Perceived wisdom has it that Steven Spielberg’s eye-saucering 1993 blockbuster Jurassic Park is one of the all-time greats while his 1997 sequel, The Lost World: Jurassic Park , is a dud.
The former opened to raves, with critics and punters alike wowed by the CGI (then a nascent art form – watching the liquid metal T-1000 reconfigure in Terminator 2: Judgment Day , released two years previous, was enough to melt viewers’ brains), and its worldwide gross exceeding $900m.
The latter, it was grumbled, had a messier storyline, less awe, a ridiculous moment when a kid takes out a Velociraptor with gymnastics, and a climax set in San Diego that spectacularly jumped the T-Rex. It took a ‘paltry’ $618m at the box office.

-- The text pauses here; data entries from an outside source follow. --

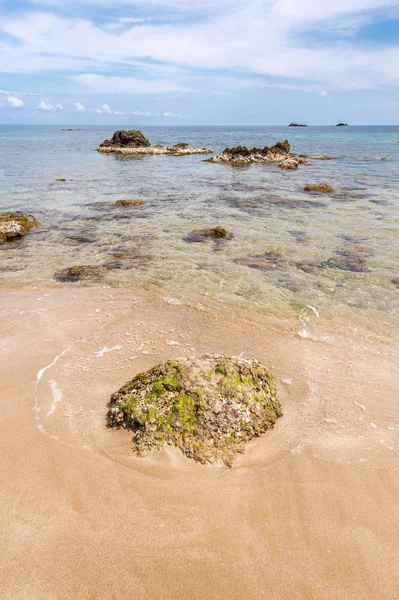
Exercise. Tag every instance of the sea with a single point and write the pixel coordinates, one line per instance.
(289, 250)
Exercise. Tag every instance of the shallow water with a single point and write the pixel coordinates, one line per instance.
(289, 249)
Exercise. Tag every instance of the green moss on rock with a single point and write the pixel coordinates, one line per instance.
(208, 407)
(15, 225)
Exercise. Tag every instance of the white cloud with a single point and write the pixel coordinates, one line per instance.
(267, 38)
(46, 106)
(15, 102)
(129, 85)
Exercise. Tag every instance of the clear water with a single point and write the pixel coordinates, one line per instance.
(316, 241)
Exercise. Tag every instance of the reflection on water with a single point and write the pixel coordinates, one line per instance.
(288, 248)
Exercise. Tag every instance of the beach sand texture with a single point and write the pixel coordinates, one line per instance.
(309, 511)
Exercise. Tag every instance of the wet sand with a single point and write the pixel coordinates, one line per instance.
(308, 511)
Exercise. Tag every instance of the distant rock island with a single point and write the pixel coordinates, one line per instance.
(242, 155)
(134, 142)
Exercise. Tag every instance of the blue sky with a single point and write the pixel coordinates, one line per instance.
(216, 62)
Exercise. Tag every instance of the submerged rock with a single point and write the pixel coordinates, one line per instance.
(289, 164)
(321, 157)
(126, 139)
(134, 142)
(80, 273)
(269, 261)
(318, 188)
(15, 225)
(346, 260)
(242, 155)
(216, 233)
(129, 203)
(208, 407)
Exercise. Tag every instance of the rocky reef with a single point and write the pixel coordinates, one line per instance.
(201, 235)
(208, 407)
(318, 188)
(134, 142)
(80, 273)
(126, 203)
(15, 225)
(242, 155)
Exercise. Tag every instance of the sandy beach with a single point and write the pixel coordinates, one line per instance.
(308, 511)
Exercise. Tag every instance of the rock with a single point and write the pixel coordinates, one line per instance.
(242, 155)
(134, 142)
(208, 407)
(322, 157)
(289, 164)
(201, 235)
(79, 273)
(269, 261)
(125, 203)
(346, 260)
(15, 225)
(126, 139)
(318, 188)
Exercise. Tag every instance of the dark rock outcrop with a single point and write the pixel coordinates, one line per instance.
(242, 155)
(126, 203)
(15, 225)
(134, 142)
(126, 139)
(208, 407)
(80, 273)
(201, 235)
(318, 188)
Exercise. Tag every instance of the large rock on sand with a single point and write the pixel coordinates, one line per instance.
(15, 225)
(126, 139)
(208, 407)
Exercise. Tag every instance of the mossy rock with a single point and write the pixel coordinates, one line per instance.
(201, 235)
(208, 407)
(15, 225)
(80, 273)
(127, 203)
(318, 188)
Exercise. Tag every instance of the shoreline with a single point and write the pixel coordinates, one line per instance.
(307, 511)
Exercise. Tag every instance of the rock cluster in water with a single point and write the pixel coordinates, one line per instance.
(80, 273)
(319, 188)
(208, 407)
(126, 203)
(201, 235)
(15, 225)
(242, 155)
(134, 142)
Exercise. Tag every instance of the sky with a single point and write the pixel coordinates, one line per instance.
(213, 62)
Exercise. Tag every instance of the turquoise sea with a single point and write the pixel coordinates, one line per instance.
(290, 249)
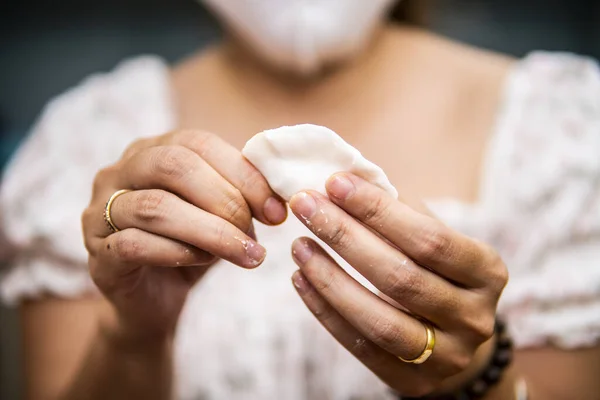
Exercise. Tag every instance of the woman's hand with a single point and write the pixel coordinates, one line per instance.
(191, 202)
(431, 271)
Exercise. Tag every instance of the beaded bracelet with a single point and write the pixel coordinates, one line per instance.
(489, 377)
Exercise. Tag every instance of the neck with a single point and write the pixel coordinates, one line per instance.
(331, 85)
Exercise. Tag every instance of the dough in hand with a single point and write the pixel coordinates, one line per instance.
(301, 157)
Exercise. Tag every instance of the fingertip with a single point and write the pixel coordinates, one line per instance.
(300, 282)
(275, 211)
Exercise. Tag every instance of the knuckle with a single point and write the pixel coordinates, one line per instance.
(499, 274)
(339, 236)
(420, 388)
(236, 210)
(385, 333)
(127, 248)
(134, 148)
(481, 327)
(376, 211)
(101, 180)
(402, 281)
(323, 280)
(252, 179)
(150, 206)
(456, 363)
(195, 139)
(434, 242)
(173, 162)
(365, 351)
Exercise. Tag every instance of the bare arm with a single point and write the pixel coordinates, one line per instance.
(72, 351)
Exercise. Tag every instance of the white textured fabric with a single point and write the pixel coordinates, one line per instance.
(303, 36)
(310, 154)
(246, 335)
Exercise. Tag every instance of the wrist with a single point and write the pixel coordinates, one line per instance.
(480, 361)
(119, 332)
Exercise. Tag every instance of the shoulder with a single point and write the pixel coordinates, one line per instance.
(541, 193)
(137, 90)
(548, 127)
(48, 182)
(90, 124)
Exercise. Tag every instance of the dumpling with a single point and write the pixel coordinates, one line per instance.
(301, 157)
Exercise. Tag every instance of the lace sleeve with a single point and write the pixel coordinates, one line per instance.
(47, 184)
(544, 194)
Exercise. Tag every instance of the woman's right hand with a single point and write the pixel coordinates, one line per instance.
(192, 200)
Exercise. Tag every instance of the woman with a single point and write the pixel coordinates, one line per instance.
(512, 145)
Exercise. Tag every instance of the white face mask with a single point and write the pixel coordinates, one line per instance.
(303, 35)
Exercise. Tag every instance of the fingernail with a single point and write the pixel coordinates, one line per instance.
(304, 205)
(274, 210)
(300, 282)
(255, 252)
(340, 187)
(302, 251)
(251, 232)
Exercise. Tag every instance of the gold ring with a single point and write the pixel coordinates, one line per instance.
(108, 207)
(429, 345)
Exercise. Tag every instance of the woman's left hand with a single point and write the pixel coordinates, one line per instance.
(431, 271)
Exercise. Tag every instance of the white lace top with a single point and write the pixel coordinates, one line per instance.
(247, 335)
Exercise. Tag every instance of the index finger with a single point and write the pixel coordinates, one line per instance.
(422, 237)
(228, 161)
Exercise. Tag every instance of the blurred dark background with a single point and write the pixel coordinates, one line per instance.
(48, 46)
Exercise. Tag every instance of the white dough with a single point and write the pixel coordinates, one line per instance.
(301, 157)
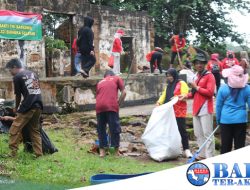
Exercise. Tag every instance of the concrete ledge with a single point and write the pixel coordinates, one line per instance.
(78, 94)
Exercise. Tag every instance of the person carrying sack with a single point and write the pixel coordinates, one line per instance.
(176, 87)
(231, 109)
(116, 51)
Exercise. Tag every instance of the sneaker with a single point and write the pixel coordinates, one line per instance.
(188, 153)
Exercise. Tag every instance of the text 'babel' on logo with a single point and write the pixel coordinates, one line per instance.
(231, 175)
(198, 174)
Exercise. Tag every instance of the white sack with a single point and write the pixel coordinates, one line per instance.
(161, 136)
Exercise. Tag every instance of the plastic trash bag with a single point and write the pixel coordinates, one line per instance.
(47, 146)
(161, 136)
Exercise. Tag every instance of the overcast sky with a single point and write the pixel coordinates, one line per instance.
(242, 23)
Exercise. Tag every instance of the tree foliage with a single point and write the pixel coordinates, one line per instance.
(207, 17)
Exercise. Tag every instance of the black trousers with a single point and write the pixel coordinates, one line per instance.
(112, 119)
(173, 55)
(88, 61)
(181, 122)
(217, 80)
(232, 133)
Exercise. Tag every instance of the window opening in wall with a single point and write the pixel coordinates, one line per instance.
(59, 33)
(127, 57)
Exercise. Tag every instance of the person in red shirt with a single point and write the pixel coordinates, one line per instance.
(107, 110)
(117, 50)
(229, 61)
(178, 42)
(202, 93)
(214, 66)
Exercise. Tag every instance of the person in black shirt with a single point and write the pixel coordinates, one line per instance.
(26, 85)
(85, 43)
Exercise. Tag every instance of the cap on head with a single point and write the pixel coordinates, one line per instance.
(109, 73)
(120, 31)
(14, 63)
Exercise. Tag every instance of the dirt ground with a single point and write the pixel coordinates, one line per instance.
(133, 122)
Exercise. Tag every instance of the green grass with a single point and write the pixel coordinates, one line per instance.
(72, 166)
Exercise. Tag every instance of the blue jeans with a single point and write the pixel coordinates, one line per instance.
(77, 62)
(112, 119)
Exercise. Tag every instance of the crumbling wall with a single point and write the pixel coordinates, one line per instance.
(136, 25)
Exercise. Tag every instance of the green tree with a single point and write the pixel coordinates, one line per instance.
(207, 17)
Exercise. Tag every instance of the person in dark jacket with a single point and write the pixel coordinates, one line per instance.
(85, 44)
(27, 88)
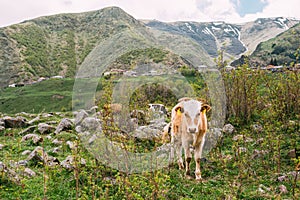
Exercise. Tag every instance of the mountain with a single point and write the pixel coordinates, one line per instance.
(58, 45)
(280, 50)
(233, 39)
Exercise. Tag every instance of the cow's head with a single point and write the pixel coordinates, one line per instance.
(193, 115)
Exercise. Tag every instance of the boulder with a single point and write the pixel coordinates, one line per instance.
(35, 138)
(29, 172)
(44, 128)
(29, 129)
(64, 124)
(15, 122)
(228, 129)
(69, 163)
(79, 116)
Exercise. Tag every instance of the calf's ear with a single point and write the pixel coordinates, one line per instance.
(205, 108)
(179, 110)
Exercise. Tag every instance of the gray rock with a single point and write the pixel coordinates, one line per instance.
(29, 172)
(282, 189)
(10, 173)
(228, 129)
(38, 154)
(15, 122)
(44, 128)
(36, 119)
(57, 142)
(257, 128)
(26, 152)
(35, 138)
(64, 124)
(30, 129)
(68, 163)
(79, 116)
(91, 124)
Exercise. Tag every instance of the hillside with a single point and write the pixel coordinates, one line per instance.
(58, 44)
(233, 39)
(281, 50)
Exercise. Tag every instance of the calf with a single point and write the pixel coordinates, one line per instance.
(189, 126)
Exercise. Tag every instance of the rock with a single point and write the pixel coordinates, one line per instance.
(28, 172)
(36, 119)
(70, 144)
(292, 153)
(10, 173)
(45, 128)
(57, 142)
(47, 115)
(282, 178)
(79, 116)
(257, 128)
(91, 124)
(282, 189)
(38, 154)
(26, 152)
(35, 138)
(258, 154)
(65, 124)
(30, 129)
(56, 150)
(228, 129)
(242, 138)
(68, 163)
(15, 122)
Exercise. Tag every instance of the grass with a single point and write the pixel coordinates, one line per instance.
(53, 95)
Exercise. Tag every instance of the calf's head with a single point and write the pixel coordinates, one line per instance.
(193, 115)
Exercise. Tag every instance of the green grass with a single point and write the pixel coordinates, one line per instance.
(48, 96)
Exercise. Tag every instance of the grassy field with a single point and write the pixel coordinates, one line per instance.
(247, 164)
(53, 95)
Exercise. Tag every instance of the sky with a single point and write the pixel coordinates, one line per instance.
(234, 11)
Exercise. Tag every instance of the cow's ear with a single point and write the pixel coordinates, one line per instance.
(205, 108)
(179, 110)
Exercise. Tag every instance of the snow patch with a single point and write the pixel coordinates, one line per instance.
(189, 27)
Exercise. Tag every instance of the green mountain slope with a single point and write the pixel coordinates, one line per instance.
(281, 50)
(56, 45)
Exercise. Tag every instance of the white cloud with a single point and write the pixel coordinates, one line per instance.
(15, 11)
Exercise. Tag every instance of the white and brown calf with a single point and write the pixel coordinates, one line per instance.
(189, 126)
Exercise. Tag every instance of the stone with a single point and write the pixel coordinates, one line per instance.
(64, 124)
(282, 189)
(38, 154)
(258, 153)
(35, 138)
(15, 122)
(68, 163)
(91, 124)
(29, 172)
(257, 128)
(79, 116)
(29, 129)
(34, 120)
(44, 128)
(57, 142)
(26, 152)
(228, 129)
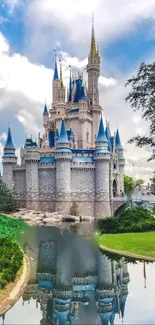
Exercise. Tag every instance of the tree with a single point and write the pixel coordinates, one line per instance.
(128, 185)
(7, 202)
(142, 97)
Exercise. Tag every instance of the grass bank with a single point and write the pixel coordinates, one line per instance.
(135, 243)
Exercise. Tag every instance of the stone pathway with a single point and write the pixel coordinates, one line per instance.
(47, 218)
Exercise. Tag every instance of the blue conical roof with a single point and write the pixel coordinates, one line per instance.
(108, 136)
(118, 141)
(63, 134)
(56, 76)
(9, 143)
(45, 110)
(101, 137)
(70, 89)
(57, 134)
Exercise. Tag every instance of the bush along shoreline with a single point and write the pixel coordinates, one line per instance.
(11, 255)
(11, 260)
(131, 220)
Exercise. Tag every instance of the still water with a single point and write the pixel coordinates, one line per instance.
(72, 282)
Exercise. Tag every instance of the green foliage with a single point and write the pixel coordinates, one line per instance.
(7, 202)
(11, 228)
(136, 219)
(11, 259)
(141, 97)
(128, 184)
(74, 209)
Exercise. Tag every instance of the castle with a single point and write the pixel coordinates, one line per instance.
(77, 159)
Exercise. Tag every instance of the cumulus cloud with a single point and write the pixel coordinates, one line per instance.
(112, 17)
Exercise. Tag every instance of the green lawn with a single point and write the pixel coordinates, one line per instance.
(137, 243)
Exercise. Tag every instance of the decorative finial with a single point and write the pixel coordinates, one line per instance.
(92, 18)
(61, 81)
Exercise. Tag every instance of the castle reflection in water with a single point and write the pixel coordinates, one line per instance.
(71, 281)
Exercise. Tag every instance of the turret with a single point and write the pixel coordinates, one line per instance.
(56, 82)
(93, 70)
(102, 159)
(121, 160)
(63, 157)
(9, 161)
(70, 88)
(108, 136)
(45, 116)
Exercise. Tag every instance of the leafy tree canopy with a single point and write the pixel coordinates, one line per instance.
(142, 97)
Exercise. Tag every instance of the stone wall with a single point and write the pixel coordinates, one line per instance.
(47, 187)
(83, 189)
(19, 178)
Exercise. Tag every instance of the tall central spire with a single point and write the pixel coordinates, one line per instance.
(93, 51)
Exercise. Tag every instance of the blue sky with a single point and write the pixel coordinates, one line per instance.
(29, 31)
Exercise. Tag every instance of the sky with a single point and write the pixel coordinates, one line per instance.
(29, 32)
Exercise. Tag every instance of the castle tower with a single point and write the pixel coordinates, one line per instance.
(32, 158)
(93, 70)
(121, 161)
(9, 160)
(56, 83)
(102, 159)
(108, 136)
(63, 157)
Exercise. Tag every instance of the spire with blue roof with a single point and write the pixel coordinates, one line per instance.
(63, 134)
(9, 142)
(101, 137)
(70, 87)
(118, 141)
(56, 76)
(45, 110)
(108, 135)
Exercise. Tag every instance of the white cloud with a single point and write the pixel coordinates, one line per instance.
(112, 17)
(3, 136)
(24, 86)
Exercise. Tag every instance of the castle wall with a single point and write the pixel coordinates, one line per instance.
(63, 184)
(19, 178)
(32, 200)
(83, 189)
(47, 187)
(102, 201)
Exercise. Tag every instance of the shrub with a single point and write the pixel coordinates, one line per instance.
(11, 259)
(136, 219)
(74, 209)
(7, 202)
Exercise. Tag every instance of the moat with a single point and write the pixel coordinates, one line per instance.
(72, 282)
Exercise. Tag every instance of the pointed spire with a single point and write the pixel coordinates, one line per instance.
(56, 135)
(118, 141)
(63, 134)
(108, 135)
(70, 86)
(9, 143)
(93, 52)
(56, 76)
(45, 110)
(101, 137)
(61, 80)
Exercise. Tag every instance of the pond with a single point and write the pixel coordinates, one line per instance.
(72, 282)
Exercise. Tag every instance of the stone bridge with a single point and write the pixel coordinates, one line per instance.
(118, 204)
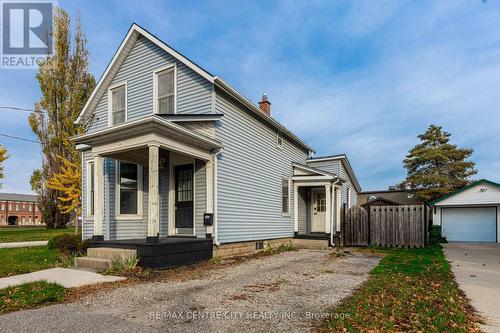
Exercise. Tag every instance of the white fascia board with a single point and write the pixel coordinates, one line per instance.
(346, 163)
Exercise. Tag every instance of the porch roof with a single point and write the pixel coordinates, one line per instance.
(152, 130)
(313, 174)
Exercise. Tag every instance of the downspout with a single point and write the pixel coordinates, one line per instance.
(216, 215)
(332, 226)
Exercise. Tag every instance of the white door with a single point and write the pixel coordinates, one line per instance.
(319, 211)
(469, 224)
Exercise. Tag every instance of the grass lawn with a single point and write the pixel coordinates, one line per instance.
(26, 259)
(31, 234)
(30, 295)
(411, 290)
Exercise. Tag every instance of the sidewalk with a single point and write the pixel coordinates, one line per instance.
(66, 277)
(22, 244)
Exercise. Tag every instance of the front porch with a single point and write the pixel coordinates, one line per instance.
(147, 183)
(316, 203)
(166, 252)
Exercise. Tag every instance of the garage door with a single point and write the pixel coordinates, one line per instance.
(476, 224)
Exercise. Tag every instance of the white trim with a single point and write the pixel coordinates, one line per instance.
(348, 197)
(131, 36)
(289, 181)
(312, 169)
(172, 230)
(110, 102)
(155, 86)
(347, 166)
(278, 137)
(140, 193)
(87, 189)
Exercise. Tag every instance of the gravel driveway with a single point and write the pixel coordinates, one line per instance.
(287, 292)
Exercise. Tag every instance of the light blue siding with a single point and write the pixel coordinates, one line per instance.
(87, 223)
(114, 228)
(200, 198)
(194, 93)
(250, 173)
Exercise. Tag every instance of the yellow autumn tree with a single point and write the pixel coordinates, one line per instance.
(68, 183)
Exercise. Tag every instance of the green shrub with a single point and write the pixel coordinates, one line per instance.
(435, 235)
(65, 243)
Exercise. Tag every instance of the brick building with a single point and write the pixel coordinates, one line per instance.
(19, 209)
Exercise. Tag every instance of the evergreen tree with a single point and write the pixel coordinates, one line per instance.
(65, 84)
(436, 167)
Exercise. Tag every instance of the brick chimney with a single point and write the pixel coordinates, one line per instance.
(265, 105)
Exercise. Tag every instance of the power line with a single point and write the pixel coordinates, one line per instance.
(18, 138)
(19, 109)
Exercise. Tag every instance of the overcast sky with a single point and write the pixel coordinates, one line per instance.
(362, 78)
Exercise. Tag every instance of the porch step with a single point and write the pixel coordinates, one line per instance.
(111, 253)
(310, 244)
(94, 263)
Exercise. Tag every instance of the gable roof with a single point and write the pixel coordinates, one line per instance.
(126, 45)
(460, 190)
(347, 165)
(380, 199)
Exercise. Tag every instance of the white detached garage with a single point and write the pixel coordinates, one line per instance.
(470, 214)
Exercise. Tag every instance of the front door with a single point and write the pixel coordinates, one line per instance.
(319, 210)
(184, 194)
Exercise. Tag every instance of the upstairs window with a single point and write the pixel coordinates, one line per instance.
(285, 196)
(165, 91)
(118, 104)
(279, 140)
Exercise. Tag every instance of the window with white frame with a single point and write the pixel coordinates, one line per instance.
(285, 195)
(348, 199)
(279, 140)
(129, 182)
(165, 91)
(90, 189)
(118, 104)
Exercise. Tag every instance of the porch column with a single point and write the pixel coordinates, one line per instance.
(153, 194)
(328, 213)
(295, 209)
(98, 197)
(337, 207)
(209, 169)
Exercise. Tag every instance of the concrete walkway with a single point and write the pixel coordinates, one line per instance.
(66, 277)
(22, 244)
(477, 270)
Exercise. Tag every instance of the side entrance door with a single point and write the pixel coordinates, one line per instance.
(319, 210)
(184, 194)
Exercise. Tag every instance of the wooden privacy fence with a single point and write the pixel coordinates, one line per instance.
(386, 226)
(356, 228)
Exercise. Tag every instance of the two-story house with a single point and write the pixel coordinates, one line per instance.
(174, 155)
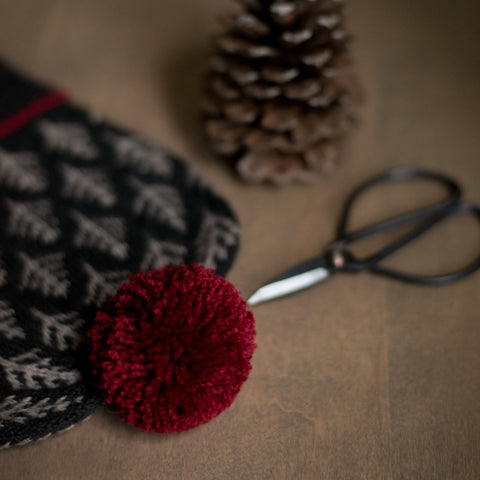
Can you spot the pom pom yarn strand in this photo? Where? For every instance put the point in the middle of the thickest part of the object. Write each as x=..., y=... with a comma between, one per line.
x=172, y=348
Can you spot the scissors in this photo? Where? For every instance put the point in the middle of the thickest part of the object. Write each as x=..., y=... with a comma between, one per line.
x=337, y=257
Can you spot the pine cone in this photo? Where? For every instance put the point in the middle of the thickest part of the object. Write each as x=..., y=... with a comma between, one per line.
x=281, y=93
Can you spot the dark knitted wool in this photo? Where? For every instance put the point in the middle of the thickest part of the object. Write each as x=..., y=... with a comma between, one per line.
x=83, y=205
x=172, y=348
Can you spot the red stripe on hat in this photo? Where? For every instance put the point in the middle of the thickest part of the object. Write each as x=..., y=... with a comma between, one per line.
x=22, y=117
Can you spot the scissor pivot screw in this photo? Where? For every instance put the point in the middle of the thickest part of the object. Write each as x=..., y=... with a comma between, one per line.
x=337, y=258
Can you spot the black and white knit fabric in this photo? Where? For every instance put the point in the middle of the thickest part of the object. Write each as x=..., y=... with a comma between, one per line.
x=83, y=205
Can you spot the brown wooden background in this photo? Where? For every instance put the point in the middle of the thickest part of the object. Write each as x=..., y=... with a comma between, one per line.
x=359, y=378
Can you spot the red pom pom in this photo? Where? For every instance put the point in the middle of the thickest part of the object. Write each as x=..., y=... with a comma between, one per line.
x=172, y=349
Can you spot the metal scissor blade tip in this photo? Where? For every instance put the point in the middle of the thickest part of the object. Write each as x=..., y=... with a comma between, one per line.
x=287, y=286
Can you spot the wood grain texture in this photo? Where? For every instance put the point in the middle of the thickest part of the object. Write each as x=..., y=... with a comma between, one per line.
x=359, y=378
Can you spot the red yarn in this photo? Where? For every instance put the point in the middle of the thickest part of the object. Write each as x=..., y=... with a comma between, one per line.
x=172, y=348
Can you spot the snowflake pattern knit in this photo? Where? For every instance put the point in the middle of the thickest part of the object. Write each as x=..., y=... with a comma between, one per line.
x=83, y=205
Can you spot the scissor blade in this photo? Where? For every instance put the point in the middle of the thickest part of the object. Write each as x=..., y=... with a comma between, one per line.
x=294, y=280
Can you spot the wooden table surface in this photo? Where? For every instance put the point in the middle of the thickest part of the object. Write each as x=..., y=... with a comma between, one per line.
x=359, y=378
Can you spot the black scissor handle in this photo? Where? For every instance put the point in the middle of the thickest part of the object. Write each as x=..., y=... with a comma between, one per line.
x=431, y=216
x=395, y=175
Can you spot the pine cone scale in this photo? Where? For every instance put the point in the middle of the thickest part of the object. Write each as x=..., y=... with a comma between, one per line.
x=282, y=94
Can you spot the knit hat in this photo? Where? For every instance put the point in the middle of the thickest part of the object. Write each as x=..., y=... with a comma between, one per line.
x=83, y=205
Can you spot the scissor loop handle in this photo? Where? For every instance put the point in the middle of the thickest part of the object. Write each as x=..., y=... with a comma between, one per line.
x=395, y=175
x=430, y=215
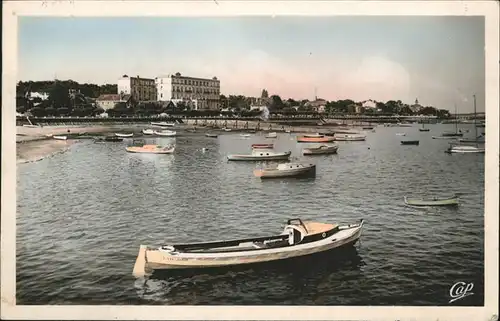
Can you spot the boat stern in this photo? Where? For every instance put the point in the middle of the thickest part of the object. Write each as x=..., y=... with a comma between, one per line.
x=140, y=262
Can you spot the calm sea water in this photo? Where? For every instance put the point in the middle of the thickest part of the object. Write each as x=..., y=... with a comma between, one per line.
x=83, y=214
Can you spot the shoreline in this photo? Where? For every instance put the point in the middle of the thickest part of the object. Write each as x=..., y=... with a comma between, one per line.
x=37, y=150
x=33, y=143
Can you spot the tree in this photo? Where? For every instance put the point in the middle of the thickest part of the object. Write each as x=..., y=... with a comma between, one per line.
x=59, y=96
x=276, y=103
x=391, y=107
x=51, y=111
x=181, y=106
x=406, y=110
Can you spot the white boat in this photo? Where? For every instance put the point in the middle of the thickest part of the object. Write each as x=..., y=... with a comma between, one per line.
x=349, y=137
x=321, y=150
x=151, y=149
x=287, y=170
x=259, y=154
x=297, y=239
x=449, y=201
x=167, y=133
x=272, y=135
x=162, y=124
x=211, y=135
x=124, y=135
x=464, y=149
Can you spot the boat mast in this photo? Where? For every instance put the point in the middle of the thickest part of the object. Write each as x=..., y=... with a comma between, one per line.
x=475, y=125
x=456, y=120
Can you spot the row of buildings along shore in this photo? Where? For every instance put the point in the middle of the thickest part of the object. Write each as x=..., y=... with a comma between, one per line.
x=199, y=93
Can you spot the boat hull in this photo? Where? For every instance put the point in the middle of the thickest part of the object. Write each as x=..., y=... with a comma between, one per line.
x=166, y=134
x=124, y=135
x=315, y=139
x=162, y=124
x=280, y=156
x=443, y=137
x=473, y=150
x=416, y=142
x=150, y=260
x=350, y=139
x=424, y=203
x=262, y=146
x=132, y=150
x=320, y=151
x=294, y=172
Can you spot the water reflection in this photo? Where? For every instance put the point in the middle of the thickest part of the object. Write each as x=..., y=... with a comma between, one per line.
x=288, y=281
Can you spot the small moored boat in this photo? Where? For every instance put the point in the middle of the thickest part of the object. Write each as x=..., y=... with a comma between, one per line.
x=450, y=201
x=162, y=124
x=410, y=142
x=262, y=146
x=298, y=239
x=286, y=170
x=124, y=135
x=258, y=155
x=151, y=149
x=211, y=135
x=320, y=150
x=113, y=139
x=350, y=137
x=465, y=149
x=167, y=133
x=315, y=138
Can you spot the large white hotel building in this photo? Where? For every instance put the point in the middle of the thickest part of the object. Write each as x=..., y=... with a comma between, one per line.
x=203, y=92
x=142, y=89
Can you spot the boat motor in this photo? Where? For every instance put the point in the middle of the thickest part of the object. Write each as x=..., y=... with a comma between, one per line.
x=295, y=234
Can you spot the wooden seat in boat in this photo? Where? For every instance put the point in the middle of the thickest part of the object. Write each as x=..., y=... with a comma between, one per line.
x=316, y=227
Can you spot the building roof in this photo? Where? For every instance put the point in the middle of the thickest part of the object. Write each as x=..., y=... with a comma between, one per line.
x=178, y=75
x=113, y=97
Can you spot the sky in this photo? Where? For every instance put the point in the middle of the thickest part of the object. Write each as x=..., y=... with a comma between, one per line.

I have no defence for the kid taking out the Velociraptor with gymnastics – as Spielberg missteps go, it’s up there with monkey-boy Shia swinging through the trees in Indiana Jones 4 and Eric Bana’s sex face in Munich . But just as Jurassic Park is (whisper it) a tad overrated, the dinosaurs distracting from lightweight characterisation and an exposition-heavy plot that takes roughly 65m years to get going, The Lost World rarely gets its due.
With the science taken care of, Spielberg’s follow-up gets to the action quicker and boasts more of it: new dinos in greater numbers and this time facing more danger (in The Lost World , as in all good creature features, we care more for the ‘monsters’ than the humans) due to greedy corporation InGen employing big-game hunters to capture the scaly beasts for exhibition in San Diego.
OK, so it’s impossible to match the wonderment of seeing a Brachiosaurus for the very first time, but Spielberg and his team of VFX wizards led by Dennis Muren take the CGI to the next level: an early shot of motorcycles weaving between the legs of galumphing beasts showcases the limitless levels of interaction that are now possible.
A succession of masterful set-pieces stack up – T-Rexes nudge an occupied trailer over a cliff, Velociraptors unleash a stealth attack in long grass – while the shot of treetops swaying to announce the T-Rex’s first appearance rivals the water tremble in Jurassic Park for spine-icing suspense.
But best of all, The Lost World marks Spielberg’s second collaboration with Schindler’s List DoP Janusz Kaminski, and its dread-drenched visuals are far inkier and moodier than those in its candy-coloured predecessor.
The violence is darker too, with one guy torn in half and another sticking to a T-Rex’s foot like gum and Peter Stormare’s cold-blooded hunter nipped to a protracted death by a pack of chicken-sized Compsognathuses.
And that showdown in San Diego? It’s fun, nodding to King Kong and Godzilla and offering a pleasing change of pace and environment after two movies’ worth of beasts in the bush. I mean, who doesn’t want to see a T-Rex drinking from a swimming pool? Or is it just me?